Human 2 HumanImage above from LinkedIn this week.

I see success in Business Development being heavily influenced by three key components;

  1. Be personable. Understand people and what they are about. Find some personal similarities. A family friend of ours, Simon Gallyer, who sadly passed away was a lawyer. He told me once that you need to remember 1-2 personal things about your most important clients; their children, their hobby’s, what sports they follow etc. Reference these when you see them. That demonstrates that you remember them and makes the relationship personal.
  1. Have a strong network. I think I’ve built up a good network of contacts, this is really important. It can be done in many ways and Social Media has been key for me (LinkedIn, Twitter and of course this little blog!) Speaking with authority on what you think about your world is again important. Having some sort of public profile is essential and that involves getting out, talking to all sorts of people, pushing media exposure and having something relevant to say. My wife recently googled me and was really surprised by how many things came up. To be honest a lot of the links relate in some way to my blog, but its still proof that I can be found pretty easily and have generated a public profile. Having a strong message about your business is critically important, this relies on being confident on your subject and passionate about what you do; delivering it with conviction.
  1. Be able to join the dots. The last thing is what really counts I think. You can have a network and get on well with people – and that might be effective in generating business to a point. But being able to link other people and companies together has real added value. You need to think constantly about what you are doing and how you can make a difference. That will define you and make you memorable. Generating business is definitely not a one-way street, it needs to be reciprocated. And that’s where personal relationships count, a referral from someone else is valuable, to both you and your client. People only make referrals for people they know, can trust and they believe in their abilities/ offer.
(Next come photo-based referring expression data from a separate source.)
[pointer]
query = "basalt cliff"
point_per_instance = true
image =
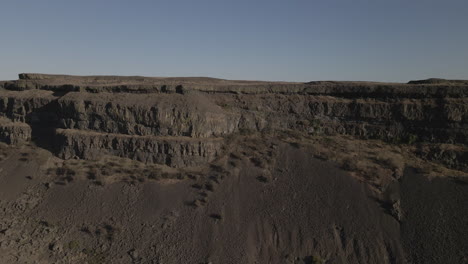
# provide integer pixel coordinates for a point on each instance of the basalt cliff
(182, 121)
(111, 169)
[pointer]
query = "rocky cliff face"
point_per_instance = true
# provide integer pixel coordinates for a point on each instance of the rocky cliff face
(182, 121)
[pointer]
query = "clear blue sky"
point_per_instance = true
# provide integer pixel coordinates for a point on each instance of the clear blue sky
(290, 40)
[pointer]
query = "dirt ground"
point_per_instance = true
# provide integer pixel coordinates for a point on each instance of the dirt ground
(267, 200)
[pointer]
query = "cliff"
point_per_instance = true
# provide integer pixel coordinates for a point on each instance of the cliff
(161, 120)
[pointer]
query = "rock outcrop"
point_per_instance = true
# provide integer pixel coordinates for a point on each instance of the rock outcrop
(181, 121)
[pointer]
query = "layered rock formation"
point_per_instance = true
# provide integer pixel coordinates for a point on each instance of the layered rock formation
(181, 121)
One thing I have definitely learnt in my time doing BD is that cold calling and writing generic introduction letters/ emails has never worked! It’s impersonal and meaningless in my view. Any potential cold approach needs to be informed, relevant, well considered and directly applicable to the specific target recipient. Even then you probably have a very outside chance of getting a response.

I could probably expand on the above in many other ways, there are lots more layers. I will however restrain myself as I don’t want to go on about this too much and become a bore (that’s another key thing to remember too!) The points made above I believe are valid and have certainly influenced my journey so far.

Business Development is influenced and driven by personality.
It’s about relationships – and that is an organic evolution which is built on trust, respect and effort. The more you put in, the more you get out.